In this low-magic fantasy, God created the world and then left. It left behind an Emperor with an excess of immortality. Over the centuries, the Emperors has formed a Circle of immortals, each the absolute best at one task or trade. They do not age and they are much harder to kill than normal humans. They serve at the Emperor’s sufferance, however, and if a stronger or better mortal comes along and bests them, they can easily be replaced.

The viewpoint character of this first-person narrative is Jant. While one race, the Awians, has rudimentary wings, Jant is a unique crossbreed and can actually fly. He is also blessed with superior running speed and endurance, making him the perfect Messenger, which is his title in the circle.
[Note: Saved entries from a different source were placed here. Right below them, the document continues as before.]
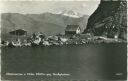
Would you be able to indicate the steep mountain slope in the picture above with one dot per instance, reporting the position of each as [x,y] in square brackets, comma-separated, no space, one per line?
[109,19]
[48,23]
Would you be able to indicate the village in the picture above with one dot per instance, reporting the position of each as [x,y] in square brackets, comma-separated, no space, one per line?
[72,36]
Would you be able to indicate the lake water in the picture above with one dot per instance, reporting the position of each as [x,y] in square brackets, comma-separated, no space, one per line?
[99,61]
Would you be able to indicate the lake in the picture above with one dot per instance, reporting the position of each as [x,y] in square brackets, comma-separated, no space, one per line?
[90,62]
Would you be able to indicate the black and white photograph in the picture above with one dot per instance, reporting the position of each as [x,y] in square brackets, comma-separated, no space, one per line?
[63,40]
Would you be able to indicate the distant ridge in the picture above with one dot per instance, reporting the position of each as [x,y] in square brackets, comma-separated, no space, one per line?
[47,23]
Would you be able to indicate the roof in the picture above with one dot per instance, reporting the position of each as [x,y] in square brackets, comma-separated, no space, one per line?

He not only travels on the Emperor’s business, he can also travel between the two realities mentioned above.

This has the edge of the modern “New Weird” fantasy. There are classes and elites, species both imaginative and grotesque, some very nasty interpersonal politics (what else would you do if stuck with the same fifty people for centuries?) and some fairly non-heroic combat. There is also some graphic sex that is disturbing, although character-illuminating. One unique theme that I found in reading it was the conflation of struggling with drug abuse (Jant is an addict) and waging war.

The book is not without its flaws: there are some narrative notes that ring false, and the depictions of naval combat seemed very poorly written compared to the land-based battle scenes. However, instead of looking at a new writer and saying, “Gosh this doesn’t suck. I’ll bet they’ll be good soon,” with this book one can say “This is really good. I hope the next one [already released] will be even better.”